Don't Waste Your Energy Feeling Sorry For Shannon. Seriously--The Chick's A Cooze.
Fans of Schadenfreude were thrilled by the news that Shannon Price, best known for her half-marriage with half-man Gary Coleman, is living like a filthy animal. In Utah! It seems that the unrepentant black widow still resides in the home she mooched from her tiny meal ticket and in which she let him die, only now the home is occupied by actual black widows–also Price’s dad, her brother, several hounds and about 3,600 cubic feet of refuse.
"For Reals--The Thing Hangs All The Way To My Knees. Still, She Won't Touch Me."
For some, it may be instinctive to pity Ms. Price for maintaining her home like a São Paulo shanty, just as they might a hamster long untended by its keeper and forced to eat its own droppings to gain a few more precious hours of life. This charity is undeserved; anyone feeling sorry for the strawberry strumpet either ignores or has forgotten that she wasted precious minutes getting her shit together while her twitching ex-husband lay dying on the concrete floor of the laundry room. In a final indignity, she posed for pictures with Coleman on his deathbed before selling the images to the insipid British tabloid, The Globe.
We Are Mystified As To Why Gary's Parents Did Not Invite This Cooze To The Actor's Funeral.

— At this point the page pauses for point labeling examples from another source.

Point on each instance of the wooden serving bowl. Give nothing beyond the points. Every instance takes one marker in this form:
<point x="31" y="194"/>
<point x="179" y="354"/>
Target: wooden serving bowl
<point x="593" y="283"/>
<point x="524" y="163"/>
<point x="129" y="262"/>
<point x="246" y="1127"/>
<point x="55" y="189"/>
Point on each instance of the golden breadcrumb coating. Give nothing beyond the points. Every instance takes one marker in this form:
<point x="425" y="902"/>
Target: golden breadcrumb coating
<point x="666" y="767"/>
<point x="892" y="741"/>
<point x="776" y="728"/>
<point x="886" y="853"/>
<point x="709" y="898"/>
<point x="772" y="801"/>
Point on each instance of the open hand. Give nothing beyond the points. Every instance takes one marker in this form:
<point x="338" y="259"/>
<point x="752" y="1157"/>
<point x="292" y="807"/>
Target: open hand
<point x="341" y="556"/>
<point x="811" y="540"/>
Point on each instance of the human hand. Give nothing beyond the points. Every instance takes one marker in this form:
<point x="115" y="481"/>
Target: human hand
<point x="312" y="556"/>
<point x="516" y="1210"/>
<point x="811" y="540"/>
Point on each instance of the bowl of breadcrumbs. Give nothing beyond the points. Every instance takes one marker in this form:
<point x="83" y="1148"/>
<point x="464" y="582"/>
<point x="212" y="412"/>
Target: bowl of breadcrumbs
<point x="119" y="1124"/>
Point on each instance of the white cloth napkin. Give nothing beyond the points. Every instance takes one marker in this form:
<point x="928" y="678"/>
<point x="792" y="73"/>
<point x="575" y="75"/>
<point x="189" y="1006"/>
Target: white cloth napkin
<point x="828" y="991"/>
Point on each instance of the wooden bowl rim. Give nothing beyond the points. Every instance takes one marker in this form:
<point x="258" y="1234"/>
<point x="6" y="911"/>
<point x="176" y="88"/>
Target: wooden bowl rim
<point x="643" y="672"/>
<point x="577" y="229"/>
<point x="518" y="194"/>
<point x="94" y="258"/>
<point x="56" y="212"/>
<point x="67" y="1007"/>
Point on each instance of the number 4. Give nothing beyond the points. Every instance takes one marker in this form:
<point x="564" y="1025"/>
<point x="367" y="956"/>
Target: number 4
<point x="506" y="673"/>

Adding to the enormity of her coozehood is Price’s ridiculous claim that it would somehow upset her deceased ex-husband if he knew she was living this way. Coleman, known for his misanthropic love of trains and little else, would most likely be pained only to learn that the talentless Yoko was still living.
Gary's Unquiet Spirit Was Profoundly Moved To Hear Of Shannon's Plight.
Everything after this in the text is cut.